Kıbrıs müzakereleri başladığı günden beridir yarım asırı geçti. Sorun ise neredeyse asrı buluyor. Fakat Kıbrıs sorununun başlangıcı konusunda her iki taraf başlangıç noktasına farklı referanslar veriyor. Kıbrıs Rum tarafı sorunun Türk işgaliyle 20 Temmuz’da başladığını, Kıbrıs Türk tarafı ise 1963’e vurgu yaparak Kıbrıslı Türklerin Kıbrıs Cumhuriyetinden dışlandıkları tarihi referans olarak gösterme eğilimindedirler. İşte tam da bu noktada bu başlangıç tarihleri sorgulanırken, Kıbrıs Rum tarafının resmi politikanın ötesinde toplumsal bir inanışa dönüşen “20 Temmuz Türk işgaliyle başlayan sorun” vurgusunun üzerinde durmak gerekmektedir.
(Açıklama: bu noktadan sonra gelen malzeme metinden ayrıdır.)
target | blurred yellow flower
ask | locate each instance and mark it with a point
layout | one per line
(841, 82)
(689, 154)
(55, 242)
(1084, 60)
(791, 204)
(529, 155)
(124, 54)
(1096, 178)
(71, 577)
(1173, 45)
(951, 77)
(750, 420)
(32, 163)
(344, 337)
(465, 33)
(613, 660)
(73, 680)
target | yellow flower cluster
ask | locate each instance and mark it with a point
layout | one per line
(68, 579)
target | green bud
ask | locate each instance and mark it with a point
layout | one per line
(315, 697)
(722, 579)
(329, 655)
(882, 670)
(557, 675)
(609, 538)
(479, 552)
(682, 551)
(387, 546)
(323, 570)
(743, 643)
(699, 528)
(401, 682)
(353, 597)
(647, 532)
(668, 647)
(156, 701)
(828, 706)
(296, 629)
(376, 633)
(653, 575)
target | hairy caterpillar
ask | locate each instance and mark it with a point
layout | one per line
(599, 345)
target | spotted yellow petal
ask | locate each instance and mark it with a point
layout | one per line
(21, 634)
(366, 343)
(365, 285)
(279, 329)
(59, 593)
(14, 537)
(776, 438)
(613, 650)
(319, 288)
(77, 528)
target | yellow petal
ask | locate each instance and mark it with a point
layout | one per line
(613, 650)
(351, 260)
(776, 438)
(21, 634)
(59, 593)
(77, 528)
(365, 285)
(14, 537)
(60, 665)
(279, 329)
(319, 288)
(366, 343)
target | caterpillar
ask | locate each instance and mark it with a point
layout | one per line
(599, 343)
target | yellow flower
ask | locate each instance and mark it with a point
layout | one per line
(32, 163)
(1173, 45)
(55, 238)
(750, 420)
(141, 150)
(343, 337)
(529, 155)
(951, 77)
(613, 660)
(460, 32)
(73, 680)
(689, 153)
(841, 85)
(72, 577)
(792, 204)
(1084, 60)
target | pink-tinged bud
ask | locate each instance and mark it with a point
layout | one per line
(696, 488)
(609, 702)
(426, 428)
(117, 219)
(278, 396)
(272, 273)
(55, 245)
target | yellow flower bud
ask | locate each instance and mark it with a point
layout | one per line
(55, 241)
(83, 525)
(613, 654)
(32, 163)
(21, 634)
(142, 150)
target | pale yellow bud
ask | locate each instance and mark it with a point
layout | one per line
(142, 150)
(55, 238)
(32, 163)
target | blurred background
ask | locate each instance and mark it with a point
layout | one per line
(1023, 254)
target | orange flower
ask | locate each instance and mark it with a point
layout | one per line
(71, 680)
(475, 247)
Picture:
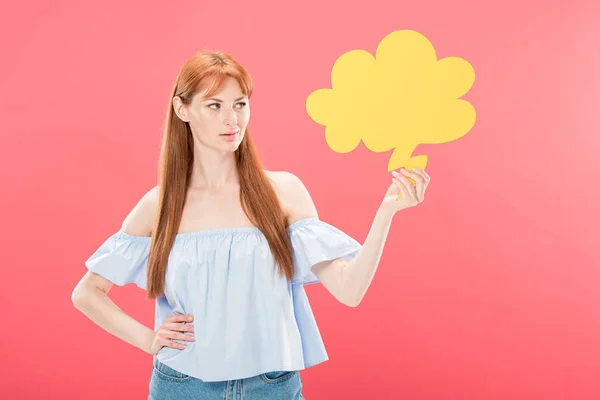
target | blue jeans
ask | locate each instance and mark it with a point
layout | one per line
(167, 384)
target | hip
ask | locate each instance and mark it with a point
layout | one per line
(167, 383)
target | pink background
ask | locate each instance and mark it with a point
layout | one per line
(487, 290)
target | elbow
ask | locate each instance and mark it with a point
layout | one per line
(79, 297)
(352, 302)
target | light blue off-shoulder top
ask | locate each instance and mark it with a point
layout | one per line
(248, 320)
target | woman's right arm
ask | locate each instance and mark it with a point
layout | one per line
(90, 296)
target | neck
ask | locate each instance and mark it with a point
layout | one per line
(213, 170)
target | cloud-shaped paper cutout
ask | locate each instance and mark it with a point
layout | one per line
(402, 97)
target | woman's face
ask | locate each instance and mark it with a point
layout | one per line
(211, 119)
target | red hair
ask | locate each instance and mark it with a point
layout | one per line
(207, 72)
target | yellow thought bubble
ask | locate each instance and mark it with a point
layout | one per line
(402, 97)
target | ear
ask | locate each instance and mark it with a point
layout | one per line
(180, 109)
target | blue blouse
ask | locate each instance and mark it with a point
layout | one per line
(248, 320)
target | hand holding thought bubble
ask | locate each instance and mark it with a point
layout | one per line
(402, 97)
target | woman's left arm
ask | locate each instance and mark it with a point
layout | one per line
(348, 282)
(357, 274)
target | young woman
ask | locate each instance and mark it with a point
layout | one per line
(240, 243)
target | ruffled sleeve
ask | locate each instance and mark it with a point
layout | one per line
(122, 259)
(314, 241)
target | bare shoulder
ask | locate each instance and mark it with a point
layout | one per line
(293, 195)
(140, 220)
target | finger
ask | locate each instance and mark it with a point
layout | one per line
(170, 343)
(407, 186)
(424, 174)
(418, 178)
(173, 326)
(401, 187)
(420, 183)
(180, 318)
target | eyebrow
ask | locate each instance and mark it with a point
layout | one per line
(220, 101)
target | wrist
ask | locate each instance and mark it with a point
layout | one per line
(147, 340)
(385, 213)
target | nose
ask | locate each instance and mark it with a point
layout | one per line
(230, 118)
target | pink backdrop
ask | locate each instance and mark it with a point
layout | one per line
(487, 290)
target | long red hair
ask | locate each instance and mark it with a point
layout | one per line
(207, 72)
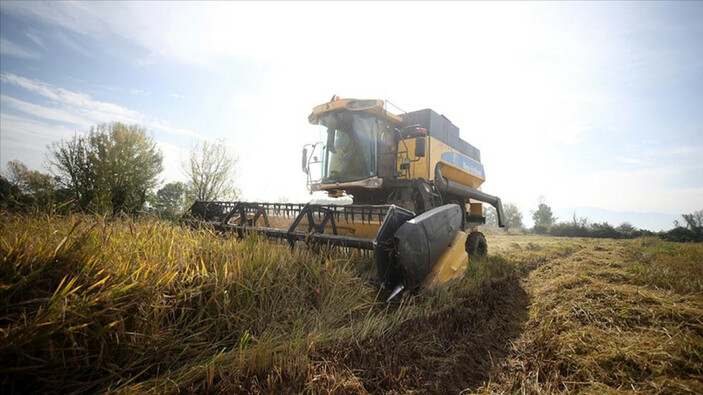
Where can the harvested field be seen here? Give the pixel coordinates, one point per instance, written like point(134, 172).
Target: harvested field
point(93, 306)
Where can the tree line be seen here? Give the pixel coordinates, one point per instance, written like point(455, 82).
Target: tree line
point(545, 223)
point(114, 169)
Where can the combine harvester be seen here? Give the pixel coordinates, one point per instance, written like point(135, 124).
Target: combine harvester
point(415, 188)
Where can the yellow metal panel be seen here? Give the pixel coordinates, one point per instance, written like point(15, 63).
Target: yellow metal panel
point(418, 166)
point(457, 174)
point(451, 265)
point(375, 107)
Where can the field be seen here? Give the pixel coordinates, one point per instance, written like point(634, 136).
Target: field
point(89, 305)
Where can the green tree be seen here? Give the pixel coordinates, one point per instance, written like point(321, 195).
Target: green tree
point(71, 165)
point(113, 168)
point(513, 216)
point(491, 216)
point(543, 217)
point(210, 170)
point(34, 187)
point(170, 200)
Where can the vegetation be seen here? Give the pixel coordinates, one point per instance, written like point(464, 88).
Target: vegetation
point(170, 201)
point(543, 217)
point(210, 170)
point(513, 216)
point(113, 168)
point(142, 305)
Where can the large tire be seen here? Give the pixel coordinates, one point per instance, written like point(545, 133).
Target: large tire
point(476, 244)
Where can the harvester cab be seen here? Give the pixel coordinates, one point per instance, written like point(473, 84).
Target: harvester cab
point(415, 189)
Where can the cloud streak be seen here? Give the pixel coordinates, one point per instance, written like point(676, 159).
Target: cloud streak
point(77, 108)
point(7, 47)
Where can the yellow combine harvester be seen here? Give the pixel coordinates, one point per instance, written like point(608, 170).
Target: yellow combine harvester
point(414, 184)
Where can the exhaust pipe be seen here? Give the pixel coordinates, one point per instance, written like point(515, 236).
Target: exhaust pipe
point(449, 186)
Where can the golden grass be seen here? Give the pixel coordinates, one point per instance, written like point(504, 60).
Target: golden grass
point(89, 305)
point(609, 316)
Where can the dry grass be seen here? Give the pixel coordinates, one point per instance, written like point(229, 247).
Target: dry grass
point(609, 316)
point(144, 306)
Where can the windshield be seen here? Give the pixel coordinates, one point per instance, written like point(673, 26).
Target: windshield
point(350, 151)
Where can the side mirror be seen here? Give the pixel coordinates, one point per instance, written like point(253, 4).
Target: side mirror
point(330, 140)
point(420, 147)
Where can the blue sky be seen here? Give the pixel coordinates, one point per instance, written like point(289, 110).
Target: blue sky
point(588, 104)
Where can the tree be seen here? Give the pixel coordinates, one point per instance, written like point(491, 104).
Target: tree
point(513, 216)
point(71, 165)
point(170, 200)
point(543, 217)
point(694, 221)
point(491, 216)
point(113, 168)
point(210, 171)
point(34, 187)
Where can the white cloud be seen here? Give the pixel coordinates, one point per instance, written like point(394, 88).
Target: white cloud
point(7, 47)
point(78, 108)
point(34, 36)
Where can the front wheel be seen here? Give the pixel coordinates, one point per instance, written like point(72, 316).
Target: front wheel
point(476, 244)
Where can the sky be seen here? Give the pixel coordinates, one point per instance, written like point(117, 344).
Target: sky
point(588, 105)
Askeri darbelere baktığımızda, bir ülkenin silahlı kuvvetlerinin zorla ve güç kullanarak iktidarı ele geçirdiğini ve askerlerden oluşan cunta yönetimleriyle o ülkenin yönetildiğini görüyoruz.
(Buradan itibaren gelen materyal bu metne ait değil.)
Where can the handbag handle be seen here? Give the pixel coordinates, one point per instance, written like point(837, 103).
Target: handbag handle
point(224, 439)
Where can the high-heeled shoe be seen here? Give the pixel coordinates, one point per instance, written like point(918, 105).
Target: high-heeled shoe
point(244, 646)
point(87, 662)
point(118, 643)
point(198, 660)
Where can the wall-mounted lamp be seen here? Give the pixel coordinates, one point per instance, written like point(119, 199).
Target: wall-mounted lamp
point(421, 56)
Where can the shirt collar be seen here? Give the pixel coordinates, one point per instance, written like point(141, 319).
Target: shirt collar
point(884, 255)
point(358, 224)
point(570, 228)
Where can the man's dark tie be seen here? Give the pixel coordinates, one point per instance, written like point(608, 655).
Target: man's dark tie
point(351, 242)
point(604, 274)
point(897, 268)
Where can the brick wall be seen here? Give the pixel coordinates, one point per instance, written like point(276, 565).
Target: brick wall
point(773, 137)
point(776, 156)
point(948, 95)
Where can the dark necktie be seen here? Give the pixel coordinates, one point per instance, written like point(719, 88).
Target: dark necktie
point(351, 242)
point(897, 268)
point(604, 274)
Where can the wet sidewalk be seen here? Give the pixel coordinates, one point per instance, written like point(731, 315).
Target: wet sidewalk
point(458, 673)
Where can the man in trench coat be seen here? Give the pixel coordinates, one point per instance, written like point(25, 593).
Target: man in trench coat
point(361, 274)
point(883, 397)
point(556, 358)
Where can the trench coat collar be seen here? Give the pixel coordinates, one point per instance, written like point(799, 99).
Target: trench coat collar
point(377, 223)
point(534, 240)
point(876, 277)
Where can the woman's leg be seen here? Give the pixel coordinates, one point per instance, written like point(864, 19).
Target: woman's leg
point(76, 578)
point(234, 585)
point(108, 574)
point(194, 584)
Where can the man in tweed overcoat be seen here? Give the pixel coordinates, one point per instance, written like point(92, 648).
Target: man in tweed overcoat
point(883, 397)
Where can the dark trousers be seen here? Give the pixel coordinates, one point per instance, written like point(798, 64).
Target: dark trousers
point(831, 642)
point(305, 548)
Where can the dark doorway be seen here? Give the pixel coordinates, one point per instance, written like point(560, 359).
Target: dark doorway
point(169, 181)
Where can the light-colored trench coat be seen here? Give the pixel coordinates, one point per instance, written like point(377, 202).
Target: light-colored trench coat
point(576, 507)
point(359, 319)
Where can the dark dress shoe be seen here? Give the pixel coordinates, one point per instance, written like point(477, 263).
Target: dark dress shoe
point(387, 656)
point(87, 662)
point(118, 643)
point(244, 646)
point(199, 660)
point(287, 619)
Darbelerin geçmiş yüzyılda fazlaca görüldüğü Latin Amerika’dan Uzak Doğu’ya, hatta Avrupa’dan Afrika’ya kadar uzanan birçok ülkede askeri darbelerle iktidarlar ele geçirilmiştir. Uzun yıllar o ülkelerde askeri rejimlerin yani cuntaların yarattıkları anayasal düzenin etkileri, devletlerin içlerinde kurdukları örgütlenmelerle kendileri iktidardan gittikten sonra da devam etmiştir.
Bu darbeler dış destekler görseler de darbelerde hep yapılan ülkelerin silahlı kuvvetleri kullanılmıştır. Darbeye destek veren ülkeler hiçbir zaman kendi silahlı kuvvetlerini darbeye direk bulaştırmamışlardır. Şili’de faşist Pinochet’in yaptığı darbeyi buna örnek olarak gösterebiliriz. ABD’nin organizasyonuyla ama Şili’li general ve silahlı kuvvetleriyle yapılan darbede demokratik yollarla iktidarı ele geçiren marksist Allende devrilmiş ve ülke yıllarca cunta tarafından yönetilmiştir.
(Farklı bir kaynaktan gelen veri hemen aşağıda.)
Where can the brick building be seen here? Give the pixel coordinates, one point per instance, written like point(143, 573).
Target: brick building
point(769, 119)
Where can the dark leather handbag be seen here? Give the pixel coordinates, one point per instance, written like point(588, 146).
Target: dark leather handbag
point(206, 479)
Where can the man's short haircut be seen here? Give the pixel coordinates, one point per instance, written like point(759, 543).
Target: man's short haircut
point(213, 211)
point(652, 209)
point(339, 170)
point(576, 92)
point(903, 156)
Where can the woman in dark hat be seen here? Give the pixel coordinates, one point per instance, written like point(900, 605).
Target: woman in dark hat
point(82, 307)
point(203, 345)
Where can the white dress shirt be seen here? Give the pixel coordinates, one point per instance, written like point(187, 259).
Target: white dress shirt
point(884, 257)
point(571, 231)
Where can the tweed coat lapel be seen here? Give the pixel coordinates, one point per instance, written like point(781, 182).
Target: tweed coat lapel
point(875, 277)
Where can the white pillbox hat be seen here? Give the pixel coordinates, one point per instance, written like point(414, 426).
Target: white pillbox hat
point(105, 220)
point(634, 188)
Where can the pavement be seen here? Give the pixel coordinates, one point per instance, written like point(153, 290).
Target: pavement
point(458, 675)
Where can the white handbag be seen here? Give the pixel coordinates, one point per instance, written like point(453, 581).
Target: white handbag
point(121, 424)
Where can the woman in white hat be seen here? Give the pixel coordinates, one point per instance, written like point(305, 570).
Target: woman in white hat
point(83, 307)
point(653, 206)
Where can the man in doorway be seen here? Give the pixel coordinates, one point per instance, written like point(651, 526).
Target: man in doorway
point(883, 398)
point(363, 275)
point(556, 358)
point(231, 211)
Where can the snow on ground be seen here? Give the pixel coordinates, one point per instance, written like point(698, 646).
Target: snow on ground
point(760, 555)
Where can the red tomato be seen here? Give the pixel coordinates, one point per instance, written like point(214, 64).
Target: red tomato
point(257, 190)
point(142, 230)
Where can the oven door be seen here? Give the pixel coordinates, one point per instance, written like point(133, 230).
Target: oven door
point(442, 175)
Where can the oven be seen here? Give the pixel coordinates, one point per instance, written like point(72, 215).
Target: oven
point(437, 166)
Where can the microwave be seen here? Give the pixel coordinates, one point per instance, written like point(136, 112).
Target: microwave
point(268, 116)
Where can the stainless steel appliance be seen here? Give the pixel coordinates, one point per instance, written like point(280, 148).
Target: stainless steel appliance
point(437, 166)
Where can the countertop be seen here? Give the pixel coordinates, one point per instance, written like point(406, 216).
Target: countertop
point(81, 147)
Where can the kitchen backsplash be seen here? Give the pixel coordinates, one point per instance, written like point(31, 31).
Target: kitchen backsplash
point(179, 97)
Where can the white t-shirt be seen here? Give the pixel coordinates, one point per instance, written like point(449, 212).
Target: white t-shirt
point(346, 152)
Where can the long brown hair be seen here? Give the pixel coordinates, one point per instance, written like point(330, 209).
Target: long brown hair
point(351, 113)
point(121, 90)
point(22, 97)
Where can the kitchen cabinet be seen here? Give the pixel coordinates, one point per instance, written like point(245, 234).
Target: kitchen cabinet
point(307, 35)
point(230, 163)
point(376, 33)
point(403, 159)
Kıbrıs’ta Yunanistanlı subayların yaptığı darbe mi, istila mı?
Darbe denilen olguda darbeyi yapan o ülkenin silahlı kuvvetleridir! Kıbrıs’ta 15 Temmuz 1974’te yapılan “darbe” hariç… Darbe olmayan, aslında bir Yunanistan istilası olan bu olgu nasıl gerçekleşir?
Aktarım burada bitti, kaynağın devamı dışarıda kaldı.